Stanford Synchrotron Radiation Lightsource

The omicron variant of COVID-19 was identified in the fall of 2021. It stood out from all of the other variants because of the many mutations that simultaneously occurred in its spike protein¹. So far, surveillance and bioinformatics have been the main scientific tools in tracking COVID-19 evolution. Eventually, however, understanding COVID-19 evolution comes down to understanding the functions of key viral mutations. This is where structural biology kicks in and plays a critical role in tracking COVID-19 evolution.

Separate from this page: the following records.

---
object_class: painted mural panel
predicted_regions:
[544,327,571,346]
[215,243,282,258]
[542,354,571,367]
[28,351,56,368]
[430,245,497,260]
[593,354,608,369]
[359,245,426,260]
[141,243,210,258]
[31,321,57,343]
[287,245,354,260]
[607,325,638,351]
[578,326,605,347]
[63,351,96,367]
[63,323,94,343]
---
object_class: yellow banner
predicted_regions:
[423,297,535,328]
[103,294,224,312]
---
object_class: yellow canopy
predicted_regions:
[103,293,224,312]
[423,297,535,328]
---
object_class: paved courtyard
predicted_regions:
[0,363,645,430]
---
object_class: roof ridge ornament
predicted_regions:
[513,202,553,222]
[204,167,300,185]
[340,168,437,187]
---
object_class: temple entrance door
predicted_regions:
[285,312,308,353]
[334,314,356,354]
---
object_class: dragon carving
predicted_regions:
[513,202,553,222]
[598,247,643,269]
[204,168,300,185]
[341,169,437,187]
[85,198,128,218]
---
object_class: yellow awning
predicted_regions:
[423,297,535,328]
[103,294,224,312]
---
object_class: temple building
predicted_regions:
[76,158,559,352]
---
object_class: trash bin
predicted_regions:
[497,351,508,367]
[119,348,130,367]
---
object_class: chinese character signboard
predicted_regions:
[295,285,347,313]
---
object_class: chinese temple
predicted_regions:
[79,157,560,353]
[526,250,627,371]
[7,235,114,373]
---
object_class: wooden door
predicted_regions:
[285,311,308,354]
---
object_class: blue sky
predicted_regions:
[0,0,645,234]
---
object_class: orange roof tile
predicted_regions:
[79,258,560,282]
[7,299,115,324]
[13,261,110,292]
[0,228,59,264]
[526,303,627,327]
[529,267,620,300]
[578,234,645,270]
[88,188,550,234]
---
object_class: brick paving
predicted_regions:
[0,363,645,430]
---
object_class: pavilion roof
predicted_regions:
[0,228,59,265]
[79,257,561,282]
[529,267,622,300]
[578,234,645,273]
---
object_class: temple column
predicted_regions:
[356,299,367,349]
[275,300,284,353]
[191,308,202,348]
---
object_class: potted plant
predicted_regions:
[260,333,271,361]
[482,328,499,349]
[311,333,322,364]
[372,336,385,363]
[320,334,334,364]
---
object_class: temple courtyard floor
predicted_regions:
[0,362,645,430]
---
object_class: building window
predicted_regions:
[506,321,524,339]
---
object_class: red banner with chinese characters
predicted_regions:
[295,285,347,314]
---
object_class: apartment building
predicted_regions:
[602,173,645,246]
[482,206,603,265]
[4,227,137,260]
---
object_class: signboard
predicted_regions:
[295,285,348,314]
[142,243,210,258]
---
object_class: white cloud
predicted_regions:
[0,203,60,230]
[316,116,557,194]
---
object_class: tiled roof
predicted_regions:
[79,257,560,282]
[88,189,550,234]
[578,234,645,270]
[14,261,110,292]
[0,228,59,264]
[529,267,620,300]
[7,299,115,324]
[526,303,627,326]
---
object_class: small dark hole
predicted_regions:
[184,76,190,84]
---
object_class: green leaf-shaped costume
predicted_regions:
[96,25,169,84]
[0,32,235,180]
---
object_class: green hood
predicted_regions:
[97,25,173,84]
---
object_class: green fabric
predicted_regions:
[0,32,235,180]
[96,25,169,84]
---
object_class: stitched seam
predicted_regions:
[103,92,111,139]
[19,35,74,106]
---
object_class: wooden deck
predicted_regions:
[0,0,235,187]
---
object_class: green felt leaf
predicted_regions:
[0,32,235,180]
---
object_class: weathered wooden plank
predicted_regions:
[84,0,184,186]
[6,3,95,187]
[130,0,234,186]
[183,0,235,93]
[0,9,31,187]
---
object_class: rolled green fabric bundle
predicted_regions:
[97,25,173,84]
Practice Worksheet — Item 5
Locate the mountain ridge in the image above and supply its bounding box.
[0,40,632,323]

In a study recently published in the journal Proceedings of National Academy of Sciences USA, Dr. Fang Li and colleagues at the University of Minnesota determined the high-resolution crystal structure of the omicron strain’s spike protein and its mouse receptor (Fig. 1A)², using macromolecular cystallography x-ray data measured at Beam Line 12-1 of SSRL. Through detailed analysis, the researchers identified three mutations (Q493R, Q498R, and Y505H) in the omicron spike protein that are specifically adapted to two residues (Asn31 and His353) in the mouse receptor (Fig. 1B, 1C). After searching all of the available receptor sequences in the database, the researchers found that only the receptor from mice contains Asn31 and His353, while the receptors from several other rodent species contain one but not both Asn31 and His353. Thus, the researchers hypothesized that rodents, particularly mice, played a role in the omicron evolution. In contrast, these three mutations in omicron are structurally incompatible with the corresponding two residues (Lys31 and Lys353) in the human receptor (Fig.1D, 1E)², further suggesting that non-human animal reservoirs facilitated the omicron evolution.

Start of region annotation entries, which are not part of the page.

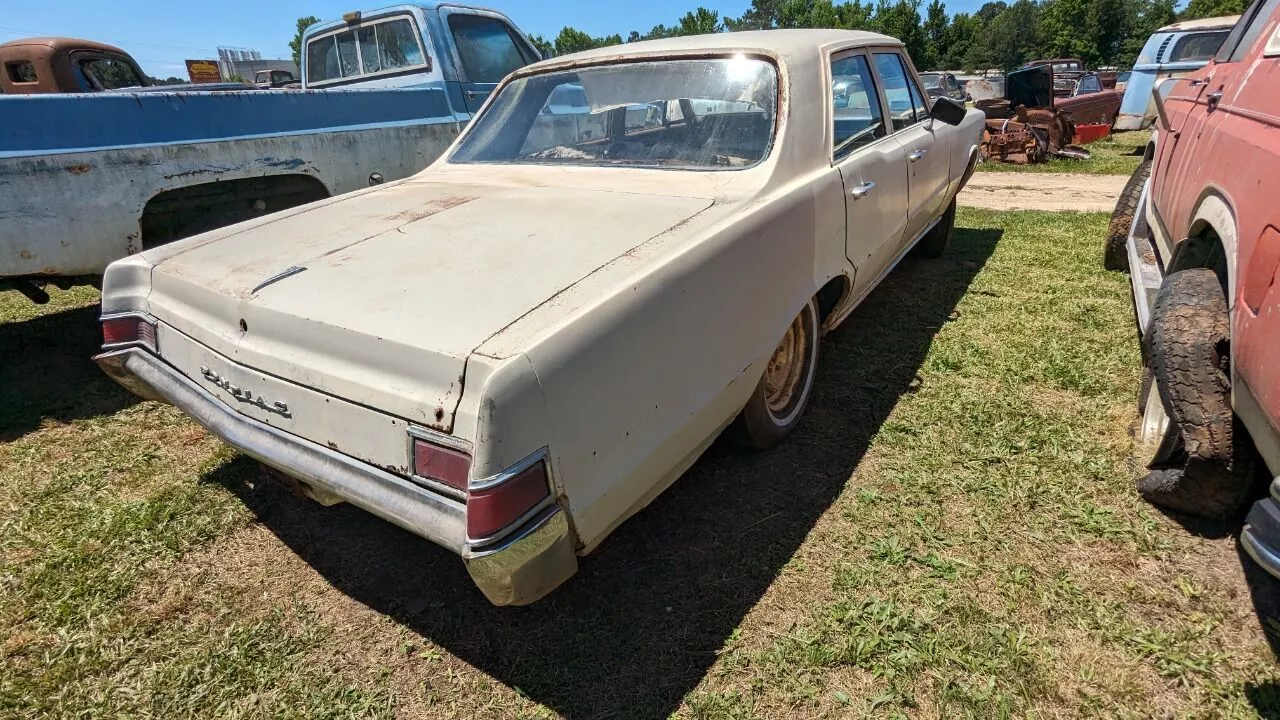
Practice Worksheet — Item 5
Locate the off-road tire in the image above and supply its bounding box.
[915,197,956,258]
[1138,268,1254,518]
[728,299,822,450]
[1102,160,1151,273]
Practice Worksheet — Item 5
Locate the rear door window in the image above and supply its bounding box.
[831,55,888,161]
[876,53,929,131]
[449,13,532,83]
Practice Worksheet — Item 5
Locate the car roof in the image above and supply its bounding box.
[520,29,902,74]
[1156,15,1240,32]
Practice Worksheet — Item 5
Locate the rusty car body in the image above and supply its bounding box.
[97,29,982,605]
[0,3,538,302]
[1107,0,1280,577]
[0,37,151,92]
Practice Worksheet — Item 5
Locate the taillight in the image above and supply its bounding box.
[413,437,471,492]
[467,459,550,539]
[102,315,156,352]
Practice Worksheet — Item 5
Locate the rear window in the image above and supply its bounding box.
[1165,29,1231,63]
[307,15,426,83]
[449,13,532,83]
[4,60,38,82]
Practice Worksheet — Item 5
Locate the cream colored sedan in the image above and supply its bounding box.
[97,31,982,605]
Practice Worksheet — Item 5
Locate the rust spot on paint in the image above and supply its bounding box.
[387,195,475,224]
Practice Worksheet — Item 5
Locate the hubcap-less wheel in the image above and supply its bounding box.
[764,316,809,419]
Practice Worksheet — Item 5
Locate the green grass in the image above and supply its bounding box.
[0,209,1280,720]
[978,131,1151,176]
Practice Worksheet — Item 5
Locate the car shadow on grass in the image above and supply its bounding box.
[0,304,140,442]
[206,229,1001,717]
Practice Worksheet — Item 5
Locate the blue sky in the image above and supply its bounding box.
[0,0,982,77]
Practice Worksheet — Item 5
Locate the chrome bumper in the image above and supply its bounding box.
[1240,478,1280,578]
[93,347,577,605]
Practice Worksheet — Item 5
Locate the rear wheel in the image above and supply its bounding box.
[1134,268,1256,518]
[1102,160,1151,272]
[735,294,819,450]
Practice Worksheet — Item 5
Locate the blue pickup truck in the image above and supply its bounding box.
[0,3,540,302]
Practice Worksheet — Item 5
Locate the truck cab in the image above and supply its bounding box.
[0,37,151,95]
[302,3,541,115]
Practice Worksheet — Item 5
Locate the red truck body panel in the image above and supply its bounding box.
[1151,1,1280,474]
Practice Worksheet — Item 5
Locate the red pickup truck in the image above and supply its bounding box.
[1105,0,1280,577]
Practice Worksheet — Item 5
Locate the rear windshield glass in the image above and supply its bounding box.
[449,56,778,169]
[307,17,426,83]
[1165,29,1231,63]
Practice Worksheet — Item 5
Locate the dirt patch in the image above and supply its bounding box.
[959,173,1128,213]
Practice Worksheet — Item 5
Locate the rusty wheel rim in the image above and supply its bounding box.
[764,314,809,418]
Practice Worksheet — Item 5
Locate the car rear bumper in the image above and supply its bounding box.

Figure 1: Crystal structure of the receptor-binding domain (RBD) of omicron spike protein complexed with mouse receptor angiotensin-converting enzyme 2 (ACE2). (A) Overall structure of omicron RBD complexed with mouse ACE2. RBD contains a core structure (in cyan) and a receptor-binding motif (in magenta). ACE2 contains a core structure (in green) and three virus-binding motifs (in orange). (B) Structural details of the omicron RBD/mouse ACE2 interface showing Arg493 in omicron RBD is structurally adapted to Asn31 in mouse ACE2. (C) Structural details of the omicron RBD/mouse ACE2 interface showing Arg498 and His353 in omicron RBD are both structurally adapted to His353 in mouse ACE2. (D) Structural details of the omicron RBD/human ACE2 interface showing Arg493 in omicron RBD is structurally incompatible with Lys31 in human ACE2. (E) Structural details of the omicron RBD/human ACE2 interface showing Arg498 and His353 in omicron RBD are both structurally incompatible with Lys353 in human ACE2. Dotted lines indicate favorable interactions between residues including salt bridges, hydrogen bonds, hydrogen-π interaction or anion-π interaction. Double-ended red arrows indicate repulsion.

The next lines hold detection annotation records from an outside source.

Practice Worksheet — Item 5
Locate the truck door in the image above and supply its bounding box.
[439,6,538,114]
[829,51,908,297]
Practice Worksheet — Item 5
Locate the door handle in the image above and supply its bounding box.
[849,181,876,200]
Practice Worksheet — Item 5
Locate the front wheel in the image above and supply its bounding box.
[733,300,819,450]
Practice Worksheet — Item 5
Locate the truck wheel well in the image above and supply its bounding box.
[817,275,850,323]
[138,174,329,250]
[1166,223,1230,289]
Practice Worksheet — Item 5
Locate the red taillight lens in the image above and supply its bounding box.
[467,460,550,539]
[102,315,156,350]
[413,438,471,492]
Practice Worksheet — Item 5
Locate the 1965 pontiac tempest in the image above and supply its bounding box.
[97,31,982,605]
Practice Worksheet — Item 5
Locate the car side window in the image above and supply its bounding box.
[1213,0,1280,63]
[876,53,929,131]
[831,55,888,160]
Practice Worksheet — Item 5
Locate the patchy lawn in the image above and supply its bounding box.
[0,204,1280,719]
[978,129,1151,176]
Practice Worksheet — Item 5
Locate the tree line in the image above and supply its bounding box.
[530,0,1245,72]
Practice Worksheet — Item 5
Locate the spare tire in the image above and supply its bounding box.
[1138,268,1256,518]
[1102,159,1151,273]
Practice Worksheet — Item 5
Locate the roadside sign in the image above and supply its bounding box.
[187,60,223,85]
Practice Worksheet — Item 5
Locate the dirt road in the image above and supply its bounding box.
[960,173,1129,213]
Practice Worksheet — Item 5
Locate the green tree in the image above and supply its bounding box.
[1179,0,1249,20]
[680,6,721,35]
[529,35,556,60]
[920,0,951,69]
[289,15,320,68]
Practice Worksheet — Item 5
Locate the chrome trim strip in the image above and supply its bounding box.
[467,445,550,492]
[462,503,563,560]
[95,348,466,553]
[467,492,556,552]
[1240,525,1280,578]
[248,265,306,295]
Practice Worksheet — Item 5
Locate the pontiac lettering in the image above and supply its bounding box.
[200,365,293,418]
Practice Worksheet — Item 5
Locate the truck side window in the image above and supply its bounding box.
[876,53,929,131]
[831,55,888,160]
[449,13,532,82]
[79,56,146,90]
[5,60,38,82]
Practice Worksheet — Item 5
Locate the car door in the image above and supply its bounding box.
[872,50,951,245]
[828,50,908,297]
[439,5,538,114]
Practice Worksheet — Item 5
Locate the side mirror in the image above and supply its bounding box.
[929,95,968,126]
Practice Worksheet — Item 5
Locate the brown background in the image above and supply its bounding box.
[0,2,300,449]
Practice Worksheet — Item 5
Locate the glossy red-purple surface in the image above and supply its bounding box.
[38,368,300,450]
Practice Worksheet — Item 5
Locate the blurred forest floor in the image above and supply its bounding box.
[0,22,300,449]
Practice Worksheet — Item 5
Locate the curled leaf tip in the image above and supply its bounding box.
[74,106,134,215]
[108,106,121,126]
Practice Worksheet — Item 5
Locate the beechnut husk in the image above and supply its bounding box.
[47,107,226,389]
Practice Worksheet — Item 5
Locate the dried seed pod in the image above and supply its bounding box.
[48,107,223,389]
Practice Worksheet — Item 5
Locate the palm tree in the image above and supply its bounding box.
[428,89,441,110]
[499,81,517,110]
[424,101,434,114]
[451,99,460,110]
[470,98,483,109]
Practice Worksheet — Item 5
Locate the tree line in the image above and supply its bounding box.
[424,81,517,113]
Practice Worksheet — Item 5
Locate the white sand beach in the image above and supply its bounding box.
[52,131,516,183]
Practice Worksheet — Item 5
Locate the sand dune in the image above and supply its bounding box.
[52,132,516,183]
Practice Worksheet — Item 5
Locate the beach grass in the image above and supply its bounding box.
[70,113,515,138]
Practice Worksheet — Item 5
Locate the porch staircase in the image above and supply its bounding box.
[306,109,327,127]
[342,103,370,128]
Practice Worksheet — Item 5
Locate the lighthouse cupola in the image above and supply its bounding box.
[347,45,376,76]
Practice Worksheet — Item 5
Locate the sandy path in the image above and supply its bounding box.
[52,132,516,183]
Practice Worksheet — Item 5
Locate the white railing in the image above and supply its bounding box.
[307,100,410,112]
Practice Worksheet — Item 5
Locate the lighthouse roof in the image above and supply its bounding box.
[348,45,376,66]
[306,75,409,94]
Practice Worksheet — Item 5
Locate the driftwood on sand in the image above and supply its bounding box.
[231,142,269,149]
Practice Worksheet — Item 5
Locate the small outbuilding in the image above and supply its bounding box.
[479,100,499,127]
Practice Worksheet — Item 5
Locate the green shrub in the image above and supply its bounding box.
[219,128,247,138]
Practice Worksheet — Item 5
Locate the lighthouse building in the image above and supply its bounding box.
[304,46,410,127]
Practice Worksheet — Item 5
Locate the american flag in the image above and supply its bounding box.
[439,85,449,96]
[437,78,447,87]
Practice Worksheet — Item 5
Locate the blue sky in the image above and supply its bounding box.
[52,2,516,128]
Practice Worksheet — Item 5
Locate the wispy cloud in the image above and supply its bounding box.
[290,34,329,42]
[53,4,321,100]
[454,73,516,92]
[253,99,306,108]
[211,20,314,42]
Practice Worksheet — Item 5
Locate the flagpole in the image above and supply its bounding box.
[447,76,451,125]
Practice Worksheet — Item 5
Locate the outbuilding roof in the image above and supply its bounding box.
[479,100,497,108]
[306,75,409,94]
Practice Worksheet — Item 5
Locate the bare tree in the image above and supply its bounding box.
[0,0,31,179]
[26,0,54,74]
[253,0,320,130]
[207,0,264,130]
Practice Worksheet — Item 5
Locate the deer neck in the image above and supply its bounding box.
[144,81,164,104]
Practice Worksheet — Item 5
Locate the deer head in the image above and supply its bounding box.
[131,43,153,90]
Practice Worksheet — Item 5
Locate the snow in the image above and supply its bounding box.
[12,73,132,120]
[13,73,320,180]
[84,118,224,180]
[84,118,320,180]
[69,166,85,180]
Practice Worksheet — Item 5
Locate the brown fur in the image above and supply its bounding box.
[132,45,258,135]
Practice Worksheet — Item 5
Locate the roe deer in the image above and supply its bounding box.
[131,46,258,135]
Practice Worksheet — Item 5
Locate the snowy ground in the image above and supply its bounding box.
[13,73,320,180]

Based on the above structural findings, the researchers discussed a possible scenario in which humans might have transmitted the COVID-19 virus to non-human animals, which became new reservoirs for the virus and later transmitted the virus back to humans with novel mutations. The study suggests that surveillance of COVID-19 in rodents near human habitats and animal farms may help prevent new COVID-19 variants from emerging.